L’ « affaire » est lancée. Les gazettes de l’époque s’en saisissent. Le contexte est porteur. D’autres cas d’empoisonneuses ont déjà défrayé la chronique. Les lecteurs en sont avides. D’autant plus que jamais pareil crime supposé ne s’est installé dans le salon d’un riche négociant, d’une de ces familles bourgeoises typiques de la bonne vieille Angleterre. Les journaux se régalent. L’enquête aboutissant à la mise en accusation de Florence et dans la foulée son procès passionnent la population au point de reléguer au second plan les meurtres de Whitechapel. Jack l’éventreur battu à plate couture par la femme aux potions d’arsenic : ce ne sont que des putes d’un côté que l’on charcute dans les quartiers sordides de Londres, alors que de l’autre, sous les épais tapis de la « haute », se cachent de scandaleuses turpitudes qui, les commentateurs en sont certains, menacent les fondements même de la société.

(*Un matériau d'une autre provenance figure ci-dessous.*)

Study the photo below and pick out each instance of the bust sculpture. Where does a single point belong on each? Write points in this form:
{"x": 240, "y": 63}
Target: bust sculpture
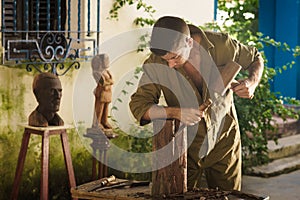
{"x": 48, "y": 91}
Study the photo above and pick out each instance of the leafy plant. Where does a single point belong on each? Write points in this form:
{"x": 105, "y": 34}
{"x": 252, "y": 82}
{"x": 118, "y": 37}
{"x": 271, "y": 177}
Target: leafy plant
{"x": 240, "y": 20}
{"x": 140, "y": 4}
{"x": 256, "y": 115}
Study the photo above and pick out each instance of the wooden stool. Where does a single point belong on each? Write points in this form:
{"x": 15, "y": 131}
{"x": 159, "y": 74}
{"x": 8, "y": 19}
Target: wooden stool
{"x": 100, "y": 145}
{"x": 45, "y": 132}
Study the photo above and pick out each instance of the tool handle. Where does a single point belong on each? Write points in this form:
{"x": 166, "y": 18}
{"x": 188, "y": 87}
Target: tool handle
{"x": 203, "y": 107}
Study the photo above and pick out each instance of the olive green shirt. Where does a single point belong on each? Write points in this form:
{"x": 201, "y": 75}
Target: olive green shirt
{"x": 216, "y": 49}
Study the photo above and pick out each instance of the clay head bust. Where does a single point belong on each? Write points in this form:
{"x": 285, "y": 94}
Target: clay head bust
{"x": 99, "y": 64}
{"x": 48, "y": 91}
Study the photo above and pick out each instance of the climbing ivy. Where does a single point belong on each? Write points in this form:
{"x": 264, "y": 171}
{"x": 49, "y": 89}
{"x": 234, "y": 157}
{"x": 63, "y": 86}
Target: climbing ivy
{"x": 256, "y": 115}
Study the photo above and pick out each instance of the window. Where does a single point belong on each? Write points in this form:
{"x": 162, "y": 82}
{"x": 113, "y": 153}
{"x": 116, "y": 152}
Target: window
{"x": 22, "y": 17}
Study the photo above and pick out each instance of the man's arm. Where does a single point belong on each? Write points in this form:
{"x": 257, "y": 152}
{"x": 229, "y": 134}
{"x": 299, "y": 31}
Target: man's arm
{"x": 247, "y": 86}
{"x": 188, "y": 116}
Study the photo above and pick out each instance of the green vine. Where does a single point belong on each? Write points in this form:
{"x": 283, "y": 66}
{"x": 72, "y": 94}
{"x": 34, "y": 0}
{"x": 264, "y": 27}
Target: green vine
{"x": 139, "y": 21}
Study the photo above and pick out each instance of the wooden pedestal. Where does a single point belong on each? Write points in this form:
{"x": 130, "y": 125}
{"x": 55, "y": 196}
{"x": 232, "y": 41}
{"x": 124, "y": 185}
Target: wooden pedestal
{"x": 45, "y": 132}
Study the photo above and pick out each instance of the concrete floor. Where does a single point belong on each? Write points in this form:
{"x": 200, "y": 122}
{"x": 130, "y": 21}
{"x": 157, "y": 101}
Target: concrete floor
{"x": 282, "y": 187}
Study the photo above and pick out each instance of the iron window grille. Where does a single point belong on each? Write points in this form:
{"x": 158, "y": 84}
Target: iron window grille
{"x": 48, "y": 35}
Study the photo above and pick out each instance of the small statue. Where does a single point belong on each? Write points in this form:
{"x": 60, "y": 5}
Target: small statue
{"x": 103, "y": 91}
{"x": 48, "y": 91}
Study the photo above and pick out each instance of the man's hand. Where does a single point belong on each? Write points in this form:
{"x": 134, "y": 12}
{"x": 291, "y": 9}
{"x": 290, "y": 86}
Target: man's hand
{"x": 191, "y": 116}
{"x": 188, "y": 116}
{"x": 244, "y": 88}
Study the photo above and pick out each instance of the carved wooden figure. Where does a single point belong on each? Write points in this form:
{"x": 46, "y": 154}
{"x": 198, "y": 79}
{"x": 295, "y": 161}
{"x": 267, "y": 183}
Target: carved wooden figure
{"x": 103, "y": 91}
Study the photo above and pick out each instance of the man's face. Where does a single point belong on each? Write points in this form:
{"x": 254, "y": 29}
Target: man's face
{"x": 49, "y": 94}
{"x": 179, "y": 57}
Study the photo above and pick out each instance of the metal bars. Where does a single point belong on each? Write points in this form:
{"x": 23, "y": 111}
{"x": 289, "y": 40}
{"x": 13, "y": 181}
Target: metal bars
{"x": 25, "y": 23}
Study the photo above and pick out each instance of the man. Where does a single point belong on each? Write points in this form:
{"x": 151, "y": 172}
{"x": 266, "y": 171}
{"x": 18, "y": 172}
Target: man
{"x": 48, "y": 91}
{"x": 183, "y": 71}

Car enfin quoi ! Cette femme qui se pique d’une certaine indépendance vis-à-vis de son époux, qui – horreur ! – le trompe sans vergogne, et qui pousse le vice jusqu’à le précipiter dans la tombe de la manière la plus sournoise qui soit ! « Son affaire suggérait que, en s’affranchissant du rôle qui lui était assigné et en utilisant du poison comme arme contre une mésentente réprimée et néanmoins fébrile, même la femme la plus ravissante pouvait réussir un acte de violence parfaitement silencieux », écrit Kate Colquhoun. Est-ce simplement tolérable ?

Mais rien n’est véritablement clair dans cette fameuse affaire. Les scientifiques convoqués se divisent. L’arsenic est-il vraiment la cause de la mort ? L’époux n’était-il pas un drogué notoire, à force d’ingérer diverses médecines pour soigner ses maux récurrents ? Et ne trompait-il pas lui aussi son épouse ? La question sexuelle pèse des tonnes durant le procès. L’infidélité de Florence est au cœur des débats. La morale s’invite dans le prétoire. « Pour des fautes comme la sienne, les jugements du monde sont certes inégaux. Chez, un homme, de telles fautes sont trop souvent considérées avec indulgence, mais dans le cas d’une femme, c’est le péché impardonnable », plaide son avocat. Florence peut bien émouvoir quelques pionnières militantes de l’émancipation, la gent féminine, très assidue à l’audience, est dans l’ensemble aussi hostile à l’accusée. « Les femmes s’avéraient au nombre de ses détracteurs les plus inflexibles et les plus acerbes. Il semblait largement admis que ses pulsions « contre nature » et une sexualité « scandaleuse » allaient de pair avec le meurtre prémédité et violent ». Et puis Florence est Florence, tout en énigmatique fragilité, jeune Américaine du coup suspecte, trop belle pour être honnête. « Il y avait chez elle une certaine effronterie qui s’opposait directement aux forces du conservatisme et des bienséances », et son adultère au final « portait sur les nerfs de ceux qui s’élevaient contre les réformes sociales ».

Ce n’est pas le moindre des talents minutieux de Kate Colquhoun de visiter ainsi tous les enjeux du faits divers en cette société victorienne au lustre pâlissant. Le siècle finissant chamboule bien des certitudes, et le procès Maybrick cristallise à la fois inquiétudes et espoirs de changement. L’opinion publique d’ailleurs chancelle au fil des débats, et si la culpabilité est finalement prononcée, la suite ne se termine pas comme programmé, sur le gibet. Des années encore après le verdict, l’affaire Maybrick agite les esprits. Jusqu’au bout Kate Colquhoun tient aussi son lecteur en haleine. Son travail d’une précision colossale ne décourage pas, mais renforce au contraire la fresque politique qu’elle impose l’air de rien. La radioscopie de l’époque est plus que brillante : dans son genre, exemplaire.